Completing an application to start a new Camp Kesem Chapter takes a TON of work. Why is this important to you?
Sadie says, ""Camp Kesem holds a special place in my heart as my family has felt the devastating impact of cancer. No child should be alone in what they think or feel after having a parent fighting such a battle. Kesem provides relief and an escape for those children, giving them the opportunity to meet other children with similar experiences, and establishing a peer-level support system."" Joe says, ""The children Kesem affects are a regrettably underserved group of people. When I heard about Kesem and the love, support, and friendship it gives to these children nationwide, I felt compelled to bring that impact to Louisiana. I would be honored to serve them, and it makes any effort along the way worth it."" William says, ""Camp Kesem offers a respite for kids during an often painful experience in life. For me, it is important that they know they are never alone in these times. Despite all of the fear for the future or pain of the past, there is hope, and a chance for new growth with others who have had similar experiences."" Julia says, ""When I first heard about Camp Kesem, I was amazed because I didn’t think anything like it existed. Having a parent struggle with cancer is something I’ve watched my little cousins go through, and I know how it tough it can be to feel alone even in a world with millions of people."" Hunter says, ""Camp Kesem creates a supportive network for children whose parents are afflicted with cancer. Having many family members suffer from this disease, it means a lot to me to be a part of such an inspiring and wonderful organization. The children truly are the vulnerable groups, and having an impact on their lives means so much to me."" Tabitha says, ""Kesem provides an outlet to these children's suffering and heartache, while giving them lifelong friendships with other children who can truly say, 'I understand how you are feeling,' which is so valuable in the grieving and healing process when faced with parental cancer.""
Where is your school located?
Baton Rouge, LA
So what's the best thing about going to your school?
The best part about going to LSU is that you are surrounded by proud, enthusiastic students who love to serve their community.
By the way, how many undergrads go to your school? (And what's the one word you would use to describe the Culture/Spirit of your school?)
24,089 (Famille: Cajun-French for family that gives culture and spirit).
The word "Kesem" means a lot to the thousands of campers, parents and student leaders who have come to know our mission. What does it mean to you?

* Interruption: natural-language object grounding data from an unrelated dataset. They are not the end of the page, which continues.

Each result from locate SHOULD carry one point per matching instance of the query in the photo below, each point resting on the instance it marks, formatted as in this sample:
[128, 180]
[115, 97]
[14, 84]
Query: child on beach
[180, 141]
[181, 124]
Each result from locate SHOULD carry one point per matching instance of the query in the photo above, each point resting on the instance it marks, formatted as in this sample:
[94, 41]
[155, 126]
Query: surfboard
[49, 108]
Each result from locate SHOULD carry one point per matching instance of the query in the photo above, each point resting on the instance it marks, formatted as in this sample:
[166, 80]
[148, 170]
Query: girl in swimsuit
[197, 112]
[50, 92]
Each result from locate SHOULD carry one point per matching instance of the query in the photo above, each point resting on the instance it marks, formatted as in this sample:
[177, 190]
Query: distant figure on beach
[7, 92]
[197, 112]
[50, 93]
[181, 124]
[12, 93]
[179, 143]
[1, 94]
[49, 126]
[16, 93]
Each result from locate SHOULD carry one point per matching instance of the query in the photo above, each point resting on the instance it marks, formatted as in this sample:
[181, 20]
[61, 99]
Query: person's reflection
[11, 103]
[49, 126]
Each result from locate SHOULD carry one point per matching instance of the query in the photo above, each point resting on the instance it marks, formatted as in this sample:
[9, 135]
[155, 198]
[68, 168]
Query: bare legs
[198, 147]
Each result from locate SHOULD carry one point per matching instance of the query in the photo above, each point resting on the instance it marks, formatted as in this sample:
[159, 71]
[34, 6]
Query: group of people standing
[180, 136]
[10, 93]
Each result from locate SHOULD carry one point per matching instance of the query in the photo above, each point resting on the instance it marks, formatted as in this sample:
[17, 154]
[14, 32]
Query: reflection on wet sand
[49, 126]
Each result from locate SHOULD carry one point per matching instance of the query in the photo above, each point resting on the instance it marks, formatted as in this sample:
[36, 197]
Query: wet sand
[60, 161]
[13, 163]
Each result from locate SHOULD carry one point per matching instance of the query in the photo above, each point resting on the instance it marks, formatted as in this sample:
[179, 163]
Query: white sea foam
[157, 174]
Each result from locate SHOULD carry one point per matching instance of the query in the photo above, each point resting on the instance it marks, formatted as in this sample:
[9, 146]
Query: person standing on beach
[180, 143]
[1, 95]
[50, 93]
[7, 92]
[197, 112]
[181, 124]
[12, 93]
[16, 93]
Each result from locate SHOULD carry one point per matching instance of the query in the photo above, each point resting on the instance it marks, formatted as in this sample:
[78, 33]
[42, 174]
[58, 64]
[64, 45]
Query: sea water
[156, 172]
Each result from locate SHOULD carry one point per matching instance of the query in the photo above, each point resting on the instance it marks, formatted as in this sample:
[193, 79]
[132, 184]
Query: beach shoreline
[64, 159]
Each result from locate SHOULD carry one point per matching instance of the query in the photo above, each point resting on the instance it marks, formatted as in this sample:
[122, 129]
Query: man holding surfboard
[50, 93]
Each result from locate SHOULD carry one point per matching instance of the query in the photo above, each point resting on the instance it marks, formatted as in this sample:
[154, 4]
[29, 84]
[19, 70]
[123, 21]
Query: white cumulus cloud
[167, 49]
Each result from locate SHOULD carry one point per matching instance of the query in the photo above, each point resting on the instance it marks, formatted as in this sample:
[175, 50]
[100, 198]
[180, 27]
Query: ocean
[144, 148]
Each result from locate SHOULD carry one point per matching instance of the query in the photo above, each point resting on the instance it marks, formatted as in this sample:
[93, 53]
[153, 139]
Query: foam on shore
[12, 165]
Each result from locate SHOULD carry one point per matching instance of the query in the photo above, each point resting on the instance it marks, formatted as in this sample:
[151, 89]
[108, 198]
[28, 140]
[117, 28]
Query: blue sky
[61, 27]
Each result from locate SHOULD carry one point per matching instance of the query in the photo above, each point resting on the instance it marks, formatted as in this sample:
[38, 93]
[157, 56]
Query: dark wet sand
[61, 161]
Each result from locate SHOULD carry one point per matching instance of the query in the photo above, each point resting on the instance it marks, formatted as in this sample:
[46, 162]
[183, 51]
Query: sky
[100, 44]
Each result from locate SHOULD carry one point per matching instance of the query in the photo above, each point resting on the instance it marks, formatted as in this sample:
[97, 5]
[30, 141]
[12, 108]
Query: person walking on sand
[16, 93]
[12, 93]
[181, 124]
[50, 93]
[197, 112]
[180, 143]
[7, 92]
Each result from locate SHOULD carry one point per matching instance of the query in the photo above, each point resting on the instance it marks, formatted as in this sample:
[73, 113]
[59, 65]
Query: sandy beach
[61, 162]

Kesem means a caring friend to help you through a difficult chapter of your life. Kesem means safety, and a freedom to express yourself. Kesem means a week packed with enough incredible, fun memories to last you a lifetime (or, at least until next summer). At LSU, Kesem means an opportunity to extend these experiences to Louisiana's future campers, and to build enduring relationships with them for years to come.

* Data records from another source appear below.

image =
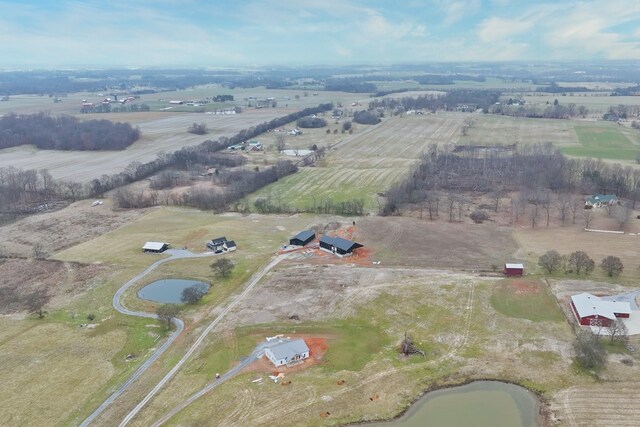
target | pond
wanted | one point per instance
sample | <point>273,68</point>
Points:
<point>478,404</point>
<point>168,291</point>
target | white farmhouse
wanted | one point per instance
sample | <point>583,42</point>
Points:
<point>287,352</point>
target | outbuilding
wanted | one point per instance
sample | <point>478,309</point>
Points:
<point>155,247</point>
<point>513,269</point>
<point>338,246</point>
<point>286,352</point>
<point>217,244</point>
<point>302,238</point>
<point>591,310</point>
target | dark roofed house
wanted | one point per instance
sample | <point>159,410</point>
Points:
<point>217,245</point>
<point>338,245</point>
<point>302,238</point>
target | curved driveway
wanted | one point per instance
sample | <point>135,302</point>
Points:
<point>254,280</point>
<point>174,254</point>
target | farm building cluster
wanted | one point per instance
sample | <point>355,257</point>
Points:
<point>221,245</point>
<point>333,245</point>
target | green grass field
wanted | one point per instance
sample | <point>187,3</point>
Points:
<point>604,141</point>
<point>366,163</point>
<point>525,299</point>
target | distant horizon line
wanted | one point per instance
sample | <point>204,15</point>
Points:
<point>94,67</point>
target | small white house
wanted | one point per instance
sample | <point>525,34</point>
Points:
<point>287,351</point>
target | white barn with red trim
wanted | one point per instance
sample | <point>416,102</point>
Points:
<point>591,310</point>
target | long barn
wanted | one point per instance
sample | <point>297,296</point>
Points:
<point>338,246</point>
<point>591,310</point>
<point>302,238</point>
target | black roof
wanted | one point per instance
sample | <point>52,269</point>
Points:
<point>304,235</point>
<point>340,243</point>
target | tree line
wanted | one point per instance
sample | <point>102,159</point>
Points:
<point>64,133</point>
<point>483,99</point>
<point>541,175</point>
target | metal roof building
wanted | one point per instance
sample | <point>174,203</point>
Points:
<point>287,351</point>
<point>338,245</point>
<point>591,310</point>
<point>156,247</point>
<point>302,238</point>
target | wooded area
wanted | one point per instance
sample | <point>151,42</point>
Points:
<point>64,133</point>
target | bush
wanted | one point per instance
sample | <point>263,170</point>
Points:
<point>479,216</point>
<point>311,122</point>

There's a lot of great students (including you!) who are hoping to start a new Camp Kesem chapter. We wish we could accept each and every one of you! So here's your chance to tell the public why you should start a new chapter!:
LSU prides itself in its sense of “famille,” (see above). Just last year, we raised $217,000 for the new children’s hospital in Baton Rouge, compelled by our urge to serve our neighbors. When people enter our famille, they matter to us. We’re ready to welcome Kesem with open arms to Louisiana, and our student body will supply Kesem with a diverse group of caring student leaders for years to come.